Following the commands you sent in the last post I get the output:

But the path that you sent over earlier in the hyperlink above points to this link:

The path in the notebook points to this: this receives a 404 ERROR
github.com/kubeflow/pipelines/manifests/kustomize/cluster-scoped-resources

Both of them are failing which link is it 1 or 2?

Let’s stay with the last set of commands I gave you.

Can you try modifying one command based on this?

kubectl apply -k "github.com/kubeflow/pipelines/manifests/kustomize/cluster-scoped-resources?ref=$PIPELINE_VERSION&timeout=300"

Thank you for your quick help, I appreciate it I had been stuck on this for a bit!

You’re welcome. I’ll ask the staff to add this to the notebook as well.

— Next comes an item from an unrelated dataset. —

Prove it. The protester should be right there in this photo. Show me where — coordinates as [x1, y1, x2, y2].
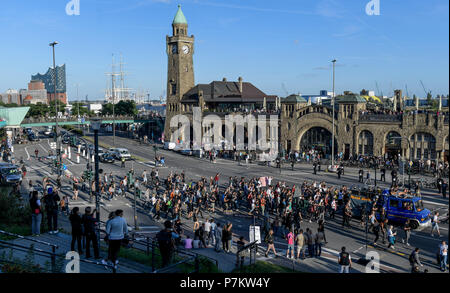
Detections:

Ok great I’m sure it will help some others out.
Another thing was I am not sure if ‘pip install -U kfp’ was necessary to make it work but I did not see that mentioned anywhere in the Notebook.

Thanks again!

After applying the previous commands I waited all day for the pods to be all up and running but after 6+ hours they never reached the running status:

not sure what the problem was.

What is your hardware configuration in terms of RAM and number of CPU cores?

I’m on Apple M1 Silicon 2020
8 Core CPU
16 GB RAM

Could we try the following?

$ kubectl get pods -n kubeflow

For each pod that’s not ready, see the logs like this (let’s start with mysql):

$ kubectl logs mysql-f7b9b7dd4-2478k -n kubeflow
# I've manually trimmed to only the last few lines
2022-08-04T06:14:04.628127Z 0 [Note] InnoDB: 96 redo rollback segment(s) found. 96 redo rollback segment(s) are active.
2022-08-04T06:14:04.628157Z 0 [Note] InnoDB: 32 non-redo rollback segment(s) are active.
2022-08-04T06:14:04.629407Z 0 [Note] InnoDB: 5.7.33 started; log sequence number 12664279
2022-08-04T06:14:04.630284Z 0 [Note] InnoDB: Loading buffer pool(s) from /var/lib/mysql/ib_buffer_pool
2022-08-04T06:14:04.630656Z 0 [Note] Plugin 'FEDERATED' is disabled.
2022-08-04T06:14:04.636129Z 0 [Note] InnoDB: Buffer pool(s) load completed at 220804  6:14:04
2022-08-04T06:14:04.640858Z 0 [Note] Found ca.pem, server-cert.pem and server-key.pem in data directory. Trying to enable SSL support using them.
2022-08-04T06:14:04.640882Z 0 [Note] Skipping generation of SSL certificates as certificate files are present in data directory.
2022-08-04T06:14:04.641970Z 0 [Warning] CA certificate ca.pem is self signed.
2022-08-04T06:14:04.642032Z 0 [Note] Skipping generation of RSA key pair as key files are present in data directory.
2022-08-04T06:14:04.642805Z 0 [Note] Server hostname (bind-address): '*'; port: 3306
2022-08-04T06:14:04.642860Z 0 [Note] IPv6 is available.
2022-08-04T06:14:04.642883Z 0 [Note]   - '::' resolves to '::';
2022-08-04T06:14:04.642912Z 0 [Note] Server socket created on IP: '::'.
2022-08-04T06:14:04.646930Z 0 [Warning] Insecure configuration for --pid-file: Location '/var/run/mysqld' in the path is accessible to all OS users. Consider choosing a different directory.
2022-08-04T06:14:04.663204Z 0 [Note] Event Scheduler: Loaded 0 events
2022-08-04T06:14:04.663530Z 0 [Note] mysqld: ready for connections.
Version: '5.7.33'  socket: '/var/run/mysqld/mysqld.sock'  port: 3306  MySQL Community Server (GPL)

Hello balaji,

5 troublesome pods with large amounts of restarts.
3 that were currently not running.
and 2 pods that failed to ever run stuck in pending state (mysql/workflow controller).

I ran the cluster again and applied the troubleshooting method you recommended with observing the logs this is the output:










Why does mysql pod not have any logs?